Let $\mathfrak{g}$ denote a complex simple Lie algebra of type $F_4$. Its smallest nontrivial irreducible representation is 26-dimensional. Let's call it $V$. This question is about the invariants of $\mathfrak{g}$ in this representation.

It is well-known that $\mathfrak{g}$ leaves invariant a quadratic form $Q \in \operatorname{Sym}^2 V$ and a cubic form $C \in \operatorname{Sym}^3V$ on $V$. Indeed, $\mathfrak{g}$ can be characterised as the Lie subalgebra of $\mathfrak{sl}(V)$ which leaves invariant $Q$ and $C$. Since $V$ is irreducible, $Q$ is non-degenerate and we may use it to identify $V$ with $V^*$ as $\mathfrak{g}$ modules.

It seems to be part of the group theoretical folklore in the Physics literature (starting possibly with this paper) that any $\mathfrak{g}$-invariant tensor on $V$ --- that is, any $\mathfrak{g}$-invariant element of in $\bigoplus_{n\geq 0} V^{\otimes n}$ --- can be constructed out of $Q$ (and its inverse), $C$ and a nonzero "volume element" $\nu \in \Lambda^{26}V$ via products in the tensor algebra and contractions.

For example, we can construct six invariant tensors out of $Q$ and $C$ in degree $4$ $$ Q_{ab}Q_{cd} \qquad Q_{ac}Q_{bd} \qquad Q_{ad}Q_{bc} \qquad C_{abe}C_{cdf} Q^{ef} \qquad C_{ace}C_{bdf} Q^{ef} \qquad C_{ade}C_{bcf} Q^{ef} $$ which satisfy a linear relation, since there is only a 5-dimensional space of such tensors.

Now, a quick calculation in LiE reveals that there is a $\mathfrak{g}$-invariant tensor $\Phi \in \Lambda^9 V$

 > alt_tensor(9,[0,0,0,1],F4)|[0,0,0,0]
      1

which cannot be constructed out of $Q$, $C$ and $\nu$ in the aforementioned way.

One possible way to understand $\Phi$ is to think in terms of the $\mathfrak{so}(9)$ subalgebra of $\mathfrak{g}$. Under $\mathfrak{so}(9)$, $V$ breaks up as a direct sum of the trivial ($\Lambda^0$), vector ($\Lambda^1$) and spinor ($\Delta$) irreducible representations: $$ V = \Lambda^0 \oplus \Lambda^1 \oplus \Delta $$

There are precisely two $\mathfrak{so}(9)$-invariants in $\Lambda^9 V$: one is the volume form on $\Lambda^1$ and the other is the "volume" form on $\Lambda^0$ wedged with the $\mathfrak{so}(9)$-invariant 8-form on $\Delta$. Notice that $(\mathfrak{so}(9),\Delta)$ is the holonomy representation for the Cayley plane $F_4/\operatorname{Spin}(9)$, which is well-known to have a parallel self-dual $8$-form.
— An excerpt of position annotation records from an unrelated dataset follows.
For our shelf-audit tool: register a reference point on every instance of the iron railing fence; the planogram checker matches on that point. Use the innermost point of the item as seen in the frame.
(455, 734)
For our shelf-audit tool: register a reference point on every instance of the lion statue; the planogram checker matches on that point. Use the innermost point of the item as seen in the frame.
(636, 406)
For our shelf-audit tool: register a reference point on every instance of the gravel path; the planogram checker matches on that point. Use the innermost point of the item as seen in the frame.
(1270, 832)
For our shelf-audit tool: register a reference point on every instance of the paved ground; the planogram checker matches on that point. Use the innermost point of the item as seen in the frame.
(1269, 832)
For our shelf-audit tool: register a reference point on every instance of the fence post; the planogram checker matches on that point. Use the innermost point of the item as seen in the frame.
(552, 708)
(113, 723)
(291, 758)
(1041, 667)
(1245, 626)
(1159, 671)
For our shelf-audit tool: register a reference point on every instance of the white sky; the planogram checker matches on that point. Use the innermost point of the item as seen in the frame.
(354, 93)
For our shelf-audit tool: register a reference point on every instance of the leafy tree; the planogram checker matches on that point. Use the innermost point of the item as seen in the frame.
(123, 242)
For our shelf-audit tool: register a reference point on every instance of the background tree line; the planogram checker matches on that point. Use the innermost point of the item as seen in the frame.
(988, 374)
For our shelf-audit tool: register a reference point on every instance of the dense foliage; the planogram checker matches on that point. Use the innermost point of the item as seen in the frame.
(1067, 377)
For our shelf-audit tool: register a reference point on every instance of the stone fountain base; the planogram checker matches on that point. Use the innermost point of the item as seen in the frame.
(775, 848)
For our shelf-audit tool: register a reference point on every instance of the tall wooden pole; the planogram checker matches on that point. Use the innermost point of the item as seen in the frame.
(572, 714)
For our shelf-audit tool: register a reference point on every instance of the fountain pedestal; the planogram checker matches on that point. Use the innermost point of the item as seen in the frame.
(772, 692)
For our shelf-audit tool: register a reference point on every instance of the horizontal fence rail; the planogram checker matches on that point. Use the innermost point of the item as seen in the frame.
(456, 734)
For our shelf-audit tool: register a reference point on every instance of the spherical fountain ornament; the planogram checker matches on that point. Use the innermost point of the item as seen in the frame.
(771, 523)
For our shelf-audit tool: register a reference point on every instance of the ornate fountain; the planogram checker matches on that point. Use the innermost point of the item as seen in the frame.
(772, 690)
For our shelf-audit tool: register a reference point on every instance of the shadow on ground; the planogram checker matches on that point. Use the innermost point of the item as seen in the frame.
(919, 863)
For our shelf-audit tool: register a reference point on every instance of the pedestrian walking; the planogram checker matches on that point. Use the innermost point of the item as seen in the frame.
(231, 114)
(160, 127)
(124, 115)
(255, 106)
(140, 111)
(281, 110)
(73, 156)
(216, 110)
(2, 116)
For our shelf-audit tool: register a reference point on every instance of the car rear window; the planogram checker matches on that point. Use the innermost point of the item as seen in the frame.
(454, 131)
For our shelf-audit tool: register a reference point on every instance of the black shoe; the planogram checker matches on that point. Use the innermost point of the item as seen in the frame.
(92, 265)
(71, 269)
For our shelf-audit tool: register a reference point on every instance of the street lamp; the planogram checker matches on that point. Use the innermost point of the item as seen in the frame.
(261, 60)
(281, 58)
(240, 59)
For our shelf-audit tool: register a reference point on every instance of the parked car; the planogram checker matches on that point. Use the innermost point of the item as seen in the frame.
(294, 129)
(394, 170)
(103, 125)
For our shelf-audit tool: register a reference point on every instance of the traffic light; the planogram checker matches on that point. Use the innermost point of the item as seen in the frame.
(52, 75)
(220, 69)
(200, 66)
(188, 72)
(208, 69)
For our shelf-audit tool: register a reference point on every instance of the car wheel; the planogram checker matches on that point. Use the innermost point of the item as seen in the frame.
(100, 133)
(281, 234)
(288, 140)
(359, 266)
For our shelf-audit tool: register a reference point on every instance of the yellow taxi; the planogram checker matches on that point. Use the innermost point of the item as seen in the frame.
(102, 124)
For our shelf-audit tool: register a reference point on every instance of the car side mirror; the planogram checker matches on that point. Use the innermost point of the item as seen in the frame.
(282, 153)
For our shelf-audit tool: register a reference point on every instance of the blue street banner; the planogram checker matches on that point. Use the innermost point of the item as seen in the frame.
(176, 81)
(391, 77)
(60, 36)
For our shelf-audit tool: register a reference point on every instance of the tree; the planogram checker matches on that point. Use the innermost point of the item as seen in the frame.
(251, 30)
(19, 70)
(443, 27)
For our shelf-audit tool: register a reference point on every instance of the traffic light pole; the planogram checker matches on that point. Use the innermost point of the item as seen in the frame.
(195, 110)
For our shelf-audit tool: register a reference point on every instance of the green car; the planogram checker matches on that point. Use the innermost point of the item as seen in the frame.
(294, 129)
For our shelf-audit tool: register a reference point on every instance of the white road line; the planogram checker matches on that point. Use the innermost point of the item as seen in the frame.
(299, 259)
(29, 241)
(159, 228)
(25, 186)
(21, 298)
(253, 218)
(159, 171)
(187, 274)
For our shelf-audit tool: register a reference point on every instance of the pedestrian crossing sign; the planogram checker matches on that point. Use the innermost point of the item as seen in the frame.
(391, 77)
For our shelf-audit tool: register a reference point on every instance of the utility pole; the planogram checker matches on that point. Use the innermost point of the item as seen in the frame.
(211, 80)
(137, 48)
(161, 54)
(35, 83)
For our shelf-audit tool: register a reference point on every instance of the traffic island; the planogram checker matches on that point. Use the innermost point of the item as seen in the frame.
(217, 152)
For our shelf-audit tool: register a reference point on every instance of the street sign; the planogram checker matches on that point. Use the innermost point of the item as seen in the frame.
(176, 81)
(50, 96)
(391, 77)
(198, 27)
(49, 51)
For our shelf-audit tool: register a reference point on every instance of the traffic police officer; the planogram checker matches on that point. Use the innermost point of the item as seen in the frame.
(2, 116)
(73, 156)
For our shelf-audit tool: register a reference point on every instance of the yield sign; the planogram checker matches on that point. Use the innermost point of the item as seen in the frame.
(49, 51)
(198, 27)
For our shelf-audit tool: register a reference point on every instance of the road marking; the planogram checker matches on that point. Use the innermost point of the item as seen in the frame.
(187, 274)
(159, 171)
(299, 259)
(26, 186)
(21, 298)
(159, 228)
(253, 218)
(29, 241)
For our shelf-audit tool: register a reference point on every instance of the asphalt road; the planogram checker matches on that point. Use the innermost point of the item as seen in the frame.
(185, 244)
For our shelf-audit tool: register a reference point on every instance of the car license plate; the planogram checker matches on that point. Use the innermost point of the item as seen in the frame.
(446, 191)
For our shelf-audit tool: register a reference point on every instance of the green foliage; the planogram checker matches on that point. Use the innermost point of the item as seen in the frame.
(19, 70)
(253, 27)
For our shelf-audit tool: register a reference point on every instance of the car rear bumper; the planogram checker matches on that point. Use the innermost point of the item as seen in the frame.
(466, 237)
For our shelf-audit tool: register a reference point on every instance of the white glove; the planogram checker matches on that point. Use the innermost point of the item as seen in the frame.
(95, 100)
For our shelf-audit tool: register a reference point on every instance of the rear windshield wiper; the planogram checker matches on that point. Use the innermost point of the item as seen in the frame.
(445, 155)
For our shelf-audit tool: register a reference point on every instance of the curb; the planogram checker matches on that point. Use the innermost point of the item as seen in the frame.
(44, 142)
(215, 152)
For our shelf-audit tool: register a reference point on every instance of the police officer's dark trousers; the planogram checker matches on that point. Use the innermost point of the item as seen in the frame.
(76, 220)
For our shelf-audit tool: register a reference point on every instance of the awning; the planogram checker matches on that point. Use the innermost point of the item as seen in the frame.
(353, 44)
Then $\Phi$ is some linear combination of these two $\mathfrak{so}(9)$-invariants, which I have yet to work out.

Questions

I have two questions and, as usual, I would be very grateful for any pointers to the relevant literature:

  1. Can every invariant tensor be constructed out of $Q$ (and its inverse) $C$, $\nu$ and $\Phi$ by products and contractions?

  2. Is there a more convenient (for calculations) description of $\Phi$? In particular, I would like to know about the relation of the form $\Phi \otimes \Phi = \cdots$.

Thank you in advance.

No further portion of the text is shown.